Review

Dog Days Theatre Steers a Comedy with Heart in Harbor

Chad Beguelin's play deals with dysfunction, longing and love, but with laughter.

By Kay Kipling August 9, 2019

Marc Bitler and Creg Sclavi in Dog Days' Harbor.

Image: Cliff Roles

The setup of Chad Beguelin’s comedy Harbor, now onstage at the Cook Theatre in a Dog Days Theatre production, promises some zingers, and it frequently delivers. But in its second half, it also manages to draw from that setup some tenderness.

The action begins when Donna (Summer Dawn Wallace) and her teen daughter Lottie (Jen Diaz) arrive in their van (which is also their home) at the Sag Harbor, Long Island home of Donna’s gay brother Kevin (Marc Bitler) and his husband Ted (Creg Sclavi). Donna and Kevin grew up suffering from family dysfunction and general white trashiness, but Kevin’s managed to escape, marrying up to architect Ted even while struggling to fulfill his own career as a writer.

Jen Diaz and Summer Dawn Wallace in Harbor.

Image: Steven Kemp

But Donna has made the litany of poor choices—wrong men, bad jobs—that’s kept her down, if not out. She drinks too much, sleeps around too much, and says whatever pops into her mind with no filter. That means an itinerant life of uncertainty for poor Lottie, who’s never around kids her own age for long and takes refuge in reading. Luckily for her, she’s smart (“Asian smart,” as her mother says), and looking for a way out.

Donna’s also looking for a way out of her latest predicament—she’s pregnant—by manipulating her weaker brother into adopting the baby. That’s a plan unlikely to work for Ted, who delivers a very funny Act I speech about babies filled with every negative the germ-laden little things and their parents engender.

As Donna extends her visit, sprawling around their upscale home and spouting comic one-liners aimed at Ted and Kevin’s gay lifestyle (do not expect political correctness here), she’s also digging down into Kevin’s childhood wish to be a parent. Eventually, there will be a turning point for all the characters, but which of them will find the harbor in life they seek?

Wallace and Diaz in a scene from Harbor.

Image: Cliff Roles

Beguelin, who’s mostly written books and lyrics for musicals (The Prom, Aladdin), takes a more personal approach here. (He’s gay himself and lives with his husband in the Hamptons.) This work, sharply timed and focused (under the direction of Dog Days Theatre producer Greg Leaming), can be provocative, but at heart it is about a longing for some kind of family, however nontraditionally defined.
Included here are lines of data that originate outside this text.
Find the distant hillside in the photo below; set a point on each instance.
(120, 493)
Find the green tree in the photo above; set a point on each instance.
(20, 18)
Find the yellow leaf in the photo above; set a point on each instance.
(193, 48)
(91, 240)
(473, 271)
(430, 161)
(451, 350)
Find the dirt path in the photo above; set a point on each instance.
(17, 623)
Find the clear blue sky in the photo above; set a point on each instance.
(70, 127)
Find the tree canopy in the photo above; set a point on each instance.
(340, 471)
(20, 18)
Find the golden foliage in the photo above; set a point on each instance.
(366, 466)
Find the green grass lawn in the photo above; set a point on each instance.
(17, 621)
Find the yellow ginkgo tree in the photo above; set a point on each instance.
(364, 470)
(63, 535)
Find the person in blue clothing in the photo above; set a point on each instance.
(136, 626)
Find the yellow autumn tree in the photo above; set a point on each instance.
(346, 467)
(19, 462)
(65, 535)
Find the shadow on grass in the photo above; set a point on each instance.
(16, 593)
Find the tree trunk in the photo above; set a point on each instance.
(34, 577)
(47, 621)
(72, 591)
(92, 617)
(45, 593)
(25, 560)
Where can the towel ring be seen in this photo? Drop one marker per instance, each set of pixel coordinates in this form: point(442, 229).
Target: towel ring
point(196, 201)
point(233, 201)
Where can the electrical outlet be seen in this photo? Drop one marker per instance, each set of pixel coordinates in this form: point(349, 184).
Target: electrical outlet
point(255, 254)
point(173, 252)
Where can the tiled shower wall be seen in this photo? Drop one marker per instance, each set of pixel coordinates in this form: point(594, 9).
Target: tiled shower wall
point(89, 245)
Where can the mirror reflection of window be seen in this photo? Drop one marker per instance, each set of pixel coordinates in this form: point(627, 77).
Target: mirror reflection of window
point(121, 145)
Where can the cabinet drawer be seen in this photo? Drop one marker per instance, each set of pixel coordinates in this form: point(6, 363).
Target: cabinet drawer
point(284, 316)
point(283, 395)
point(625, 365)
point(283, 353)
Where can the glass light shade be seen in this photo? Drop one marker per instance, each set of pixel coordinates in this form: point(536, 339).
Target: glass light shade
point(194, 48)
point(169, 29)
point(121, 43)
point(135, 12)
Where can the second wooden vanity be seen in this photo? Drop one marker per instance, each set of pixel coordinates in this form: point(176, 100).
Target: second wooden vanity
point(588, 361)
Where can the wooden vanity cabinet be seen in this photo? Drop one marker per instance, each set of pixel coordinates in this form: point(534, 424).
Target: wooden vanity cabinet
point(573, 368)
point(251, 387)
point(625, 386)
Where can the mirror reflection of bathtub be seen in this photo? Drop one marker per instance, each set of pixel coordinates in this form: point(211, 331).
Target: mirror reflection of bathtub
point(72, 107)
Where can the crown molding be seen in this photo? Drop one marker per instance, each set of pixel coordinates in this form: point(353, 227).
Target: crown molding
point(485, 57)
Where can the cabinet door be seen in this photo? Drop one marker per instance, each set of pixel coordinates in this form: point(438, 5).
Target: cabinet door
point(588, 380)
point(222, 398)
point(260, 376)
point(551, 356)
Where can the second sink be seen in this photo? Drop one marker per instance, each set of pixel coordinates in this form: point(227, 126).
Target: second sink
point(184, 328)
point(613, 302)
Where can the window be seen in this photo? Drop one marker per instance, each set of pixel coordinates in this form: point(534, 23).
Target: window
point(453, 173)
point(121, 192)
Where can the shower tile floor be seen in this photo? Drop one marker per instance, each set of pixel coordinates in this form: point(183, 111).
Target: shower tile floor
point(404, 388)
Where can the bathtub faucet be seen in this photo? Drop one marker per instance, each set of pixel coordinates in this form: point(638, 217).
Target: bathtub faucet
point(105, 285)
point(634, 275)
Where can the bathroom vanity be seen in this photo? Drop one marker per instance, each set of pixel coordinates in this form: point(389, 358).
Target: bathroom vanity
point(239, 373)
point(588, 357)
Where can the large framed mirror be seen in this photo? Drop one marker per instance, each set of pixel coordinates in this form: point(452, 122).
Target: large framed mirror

Wallace (co-founder of Sarasota’s Urbanite Theatre) has a field day as Donna, sporting a red wig and appropriately trampy costumes (by David Covach) as she prances around in wedge heels, carrying with her weed, booze and upheaval. But maybe Donna does have some genuine feeling for Kevin, the little brother she’s probably always dominated and now sees as too subservient to Ted. She definitely does care about Lottie, despite her poor parenting; Diaz is perfect (and appealing) as the daughter who’s way more mature than her mother and desperate to get away from her. And Bitler and Sclavi have a well-written (and performed) scene towards the end where a lot of buried feelings come to the fore. It feels convincing for this couple.